The aim of this series of seminars is to experiment with opening up and rethinking the way we conduct events within The Centre for Disruptive Media in specific and within the humanities more in general. Following the format proposed here, the idea is to challenge the time- and location-bound format of the conference, as well as, in some ways, the ‘self-contained’ and solistic nature of a conference paper. With this format we also want to start breaking down the barriers that exist between a ‘conference’ and a ‘publication’, turning these events into rich collections of resources than can be re-used and re-assembled.

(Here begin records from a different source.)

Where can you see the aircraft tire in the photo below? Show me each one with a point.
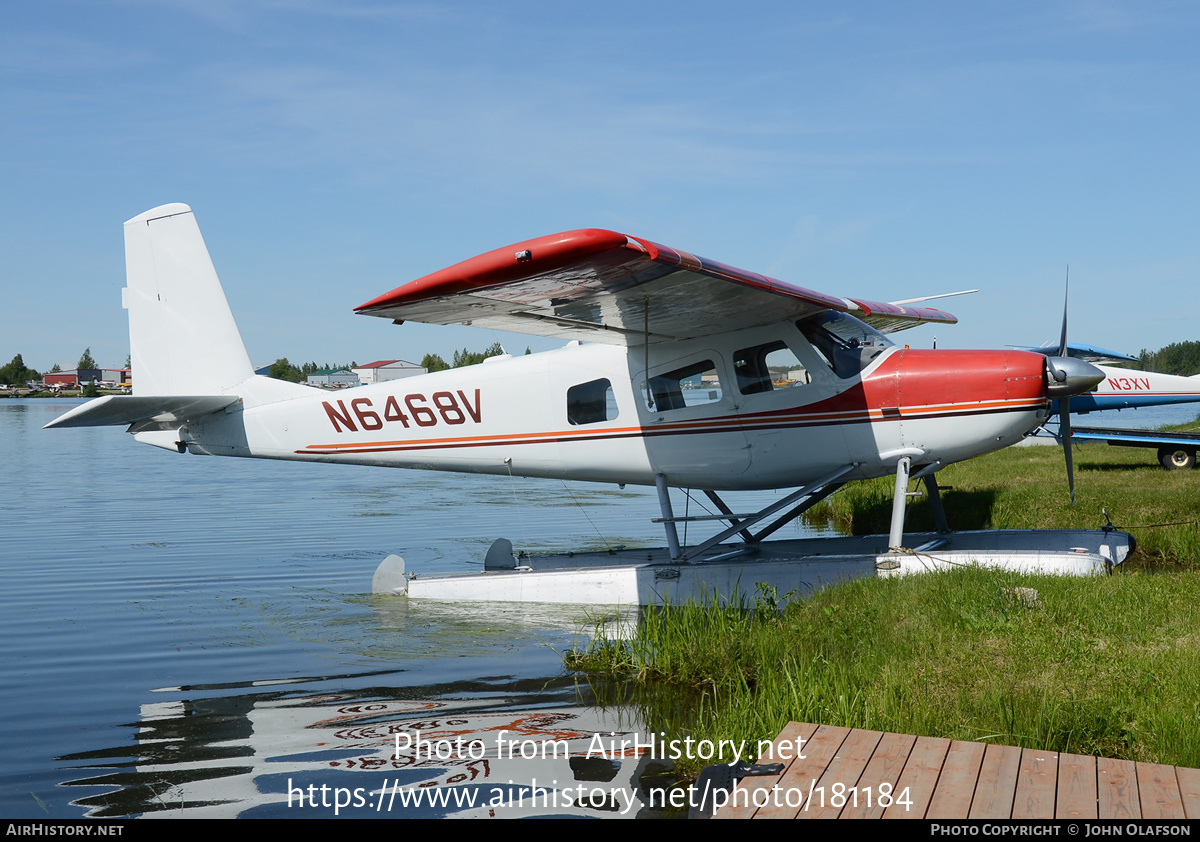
(1176, 458)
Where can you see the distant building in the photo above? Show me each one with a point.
(387, 370)
(331, 378)
(73, 377)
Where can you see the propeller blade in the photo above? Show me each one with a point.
(1066, 293)
(1065, 433)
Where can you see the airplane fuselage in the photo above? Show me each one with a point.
(706, 413)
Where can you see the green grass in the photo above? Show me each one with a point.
(1105, 666)
(1099, 666)
(1026, 488)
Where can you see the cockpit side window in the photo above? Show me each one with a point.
(765, 368)
(688, 386)
(591, 402)
(846, 344)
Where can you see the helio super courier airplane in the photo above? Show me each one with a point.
(678, 372)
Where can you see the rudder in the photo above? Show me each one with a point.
(183, 336)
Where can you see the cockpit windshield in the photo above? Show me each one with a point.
(846, 344)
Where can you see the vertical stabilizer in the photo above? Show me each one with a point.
(183, 337)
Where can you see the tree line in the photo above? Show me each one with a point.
(1179, 358)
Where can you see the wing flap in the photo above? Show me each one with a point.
(606, 287)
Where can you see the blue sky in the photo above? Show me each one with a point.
(333, 151)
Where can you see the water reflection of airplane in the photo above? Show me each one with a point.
(617, 410)
(258, 755)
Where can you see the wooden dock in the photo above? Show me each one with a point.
(845, 771)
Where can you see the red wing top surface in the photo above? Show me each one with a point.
(601, 286)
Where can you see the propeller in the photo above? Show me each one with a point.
(1068, 376)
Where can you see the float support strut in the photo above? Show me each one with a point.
(935, 503)
(660, 483)
(895, 537)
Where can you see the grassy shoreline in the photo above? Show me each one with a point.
(1099, 666)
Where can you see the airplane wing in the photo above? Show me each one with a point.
(601, 286)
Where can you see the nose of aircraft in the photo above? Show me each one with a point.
(1066, 377)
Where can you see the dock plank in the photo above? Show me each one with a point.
(1116, 783)
(997, 782)
(1189, 791)
(885, 767)
(819, 752)
(919, 777)
(1037, 785)
(1077, 787)
(957, 783)
(958, 780)
(846, 769)
(1159, 792)
(750, 786)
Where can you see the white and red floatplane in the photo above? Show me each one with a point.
(678, 372)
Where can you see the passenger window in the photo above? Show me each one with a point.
(688, 386)
(846, 344)
(768, 367)
(591, 402)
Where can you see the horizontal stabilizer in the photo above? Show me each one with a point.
(124, 409)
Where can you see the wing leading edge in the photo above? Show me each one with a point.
(601, 286)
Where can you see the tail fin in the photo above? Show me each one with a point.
(187, 356)
(183, 337)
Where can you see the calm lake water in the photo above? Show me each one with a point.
(197, 635)
(191, 635)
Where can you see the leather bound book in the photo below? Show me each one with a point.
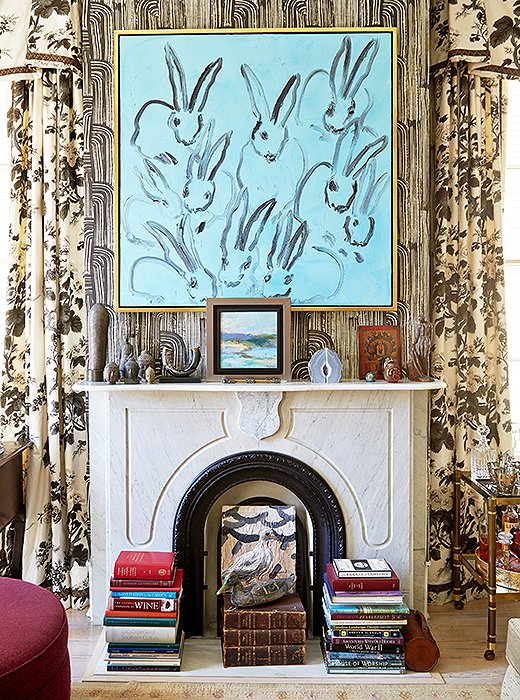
(286, 613)
(252, 637)
(272, 655)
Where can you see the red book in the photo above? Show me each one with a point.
(139, 613)
(126, 584)
(145, 565)
(362, 583)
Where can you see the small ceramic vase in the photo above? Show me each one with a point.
(111, 373)
(391, 370)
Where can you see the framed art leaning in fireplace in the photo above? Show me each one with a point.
(256, 163)
(248, 338)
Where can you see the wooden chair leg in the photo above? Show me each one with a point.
(18, 526)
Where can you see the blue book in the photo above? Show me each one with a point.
(144, 594)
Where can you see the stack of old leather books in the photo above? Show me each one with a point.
(268, 635)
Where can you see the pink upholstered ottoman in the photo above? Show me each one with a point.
(34, 657)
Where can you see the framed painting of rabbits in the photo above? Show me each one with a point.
(258, 164)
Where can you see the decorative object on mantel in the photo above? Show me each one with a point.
(325, 367)
(418, 368)
(128, 367)
(144, 362)
(248, 338)
(171, 373)
(374, 344)
(391, 370)
(312, 341)
(98, 319)
(111, 373)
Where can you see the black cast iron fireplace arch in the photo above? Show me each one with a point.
(188, 531)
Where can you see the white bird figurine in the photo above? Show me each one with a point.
(251, 564)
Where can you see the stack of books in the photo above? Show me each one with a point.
(269, 635)
(142, 616)
(364, 614)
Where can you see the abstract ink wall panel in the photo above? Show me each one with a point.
(256, 164)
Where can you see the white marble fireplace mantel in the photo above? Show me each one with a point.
(148, 443)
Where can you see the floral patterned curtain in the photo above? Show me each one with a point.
(44, 351)
(473, 47)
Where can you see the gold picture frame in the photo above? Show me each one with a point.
(202, 209)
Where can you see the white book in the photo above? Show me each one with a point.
(359, 568)
(142, 634)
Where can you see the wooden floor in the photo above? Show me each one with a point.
(460, 634)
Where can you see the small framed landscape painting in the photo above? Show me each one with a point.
(248, 338)
(374, 344)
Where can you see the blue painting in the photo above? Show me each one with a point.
(248, 340)
(256, 164)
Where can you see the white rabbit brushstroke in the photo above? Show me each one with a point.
(345, 81)
(157, 121)
(271, 162)
(336, 185)
(275, 216)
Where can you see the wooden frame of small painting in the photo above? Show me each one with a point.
(249, 339)
(374, 344)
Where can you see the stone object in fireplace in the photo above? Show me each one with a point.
(150, 445)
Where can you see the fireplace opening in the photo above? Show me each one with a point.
(326, 526)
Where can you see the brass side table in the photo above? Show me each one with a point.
(467, 560)
(12, 507)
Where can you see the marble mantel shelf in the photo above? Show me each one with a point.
(351, 385)
(149, 443)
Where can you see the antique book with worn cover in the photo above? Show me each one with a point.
(286, 613)
(270, 655)
(252, 637)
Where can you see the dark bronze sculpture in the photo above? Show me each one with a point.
(170, 371)
(98, 319)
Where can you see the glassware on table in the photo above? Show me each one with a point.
(505, 474)
(482, 455)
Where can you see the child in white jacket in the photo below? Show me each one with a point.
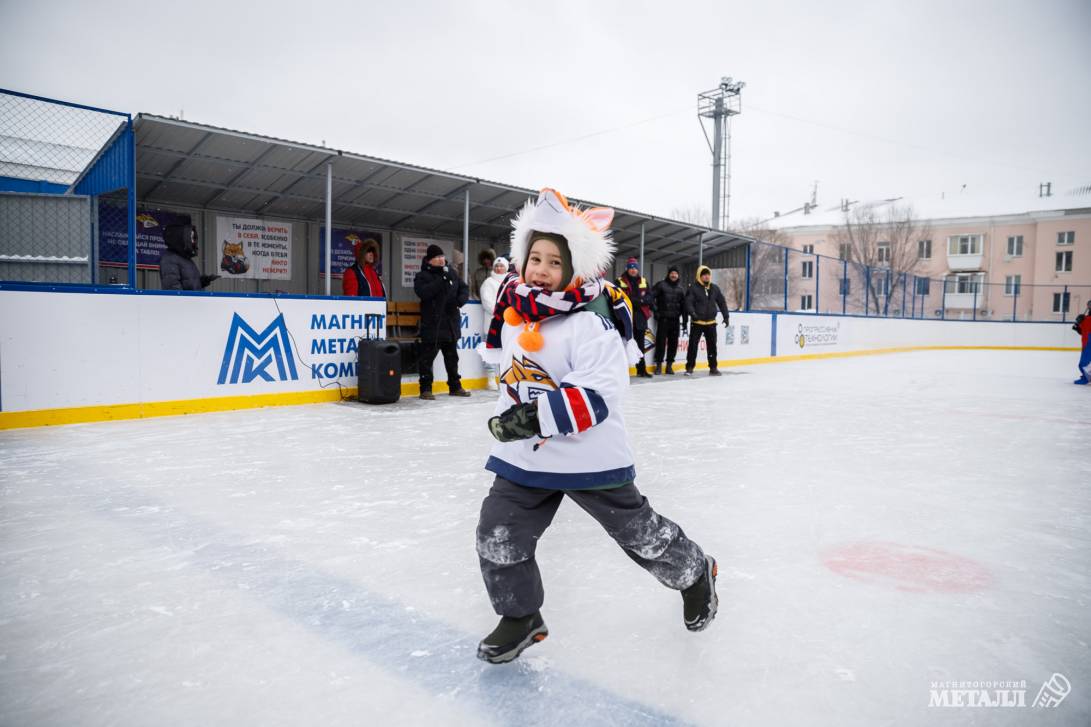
(559, 425)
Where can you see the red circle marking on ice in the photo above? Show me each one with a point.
(907, 568)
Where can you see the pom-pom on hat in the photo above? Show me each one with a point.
(585, 230)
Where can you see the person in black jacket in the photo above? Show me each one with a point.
(441, 295)
(177, 269)
(639, 294)
(668, 300)
(702, 301)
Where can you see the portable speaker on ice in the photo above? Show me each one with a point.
(379, 369)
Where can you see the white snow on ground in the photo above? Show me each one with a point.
(882, 523)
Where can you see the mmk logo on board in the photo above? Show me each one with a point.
(249, 355)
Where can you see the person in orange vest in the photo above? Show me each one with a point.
(639, 293)
(361, 277)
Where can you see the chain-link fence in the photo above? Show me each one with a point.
(59, 163)
(786, 279)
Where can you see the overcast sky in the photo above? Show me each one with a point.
(872, 99)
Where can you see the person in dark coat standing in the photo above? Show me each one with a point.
(486, 259)
(639, 294)
(668, 300)
(362, 277)
(177, 269)
(441, 294)
(702, 301)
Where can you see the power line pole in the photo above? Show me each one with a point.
(720, 105)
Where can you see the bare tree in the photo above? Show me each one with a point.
(884, 241)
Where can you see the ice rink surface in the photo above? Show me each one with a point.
(884, 525)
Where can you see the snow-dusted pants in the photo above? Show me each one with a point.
(513, 517)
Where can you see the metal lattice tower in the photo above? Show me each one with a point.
(720, 105)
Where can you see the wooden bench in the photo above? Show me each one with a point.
(403, 320)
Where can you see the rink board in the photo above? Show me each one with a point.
(70, 357)
(74, 356)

These seminars will build on recent experiments in ‘opening up’ events using digital and social media. The idea is to make extensive use of video-conferencing and live-streaming/recording of the events, to make them accessible for a wider group of speakers and participants (whilst also blurring the distinction between both). Next to that we will encourage social media engagement via Twitter, blogs and wikis. We will also investigate more interactive elements, by for instance making use of multiple screen sharing, but also by more established forms such as live-blogging and live-tweeting of the papers.

Based on the ‘Living’ or ‘Liquid’ books concept however¹, the aim is to extend this even further by experimenting with the re-use and remixing of older conference/video/podcast material, both from the rich archive the Centre can already draw upon, as well as from openly available material from other events and places that would be available for re-use. This could for instance include a seminar that consists of (part of a recording of an old Open Media talk (which we could present anew in another context), juxtaposed with a Skyped-in ‘live’ presentation by one of the seminar speakers. We could also think of a format in which the speaker(s) respond to the material already available on the wiki, or take part in a debate with the author(s) of one of the resources on the wiki, either ‘live’, via chat, tweets, or also via video-conferencing. The material on this wiki can then again be re-used by other people interested in hosting their own ‘living’ conferences or ‘open’ events.

We want to explore this possibility of re-using old recordings and materials from previous conferences and events in order to re-contextualise and re-use them in another context, in this way introducing them to a new debate. The aim is to emphasise that seminars and presentations are not (or do not have to be) mere recordings of time-bound events and contexts but that they can be re-purposed in new settings, confronting them to new questions and enabling potential new forms of critique whilst encouraging different conversations to happen


¹ Living or liquid books are themselves living in that they’re open on a read/write basis for ongoing collaborative processes of writing, editing, updating, remixing and commenting by users.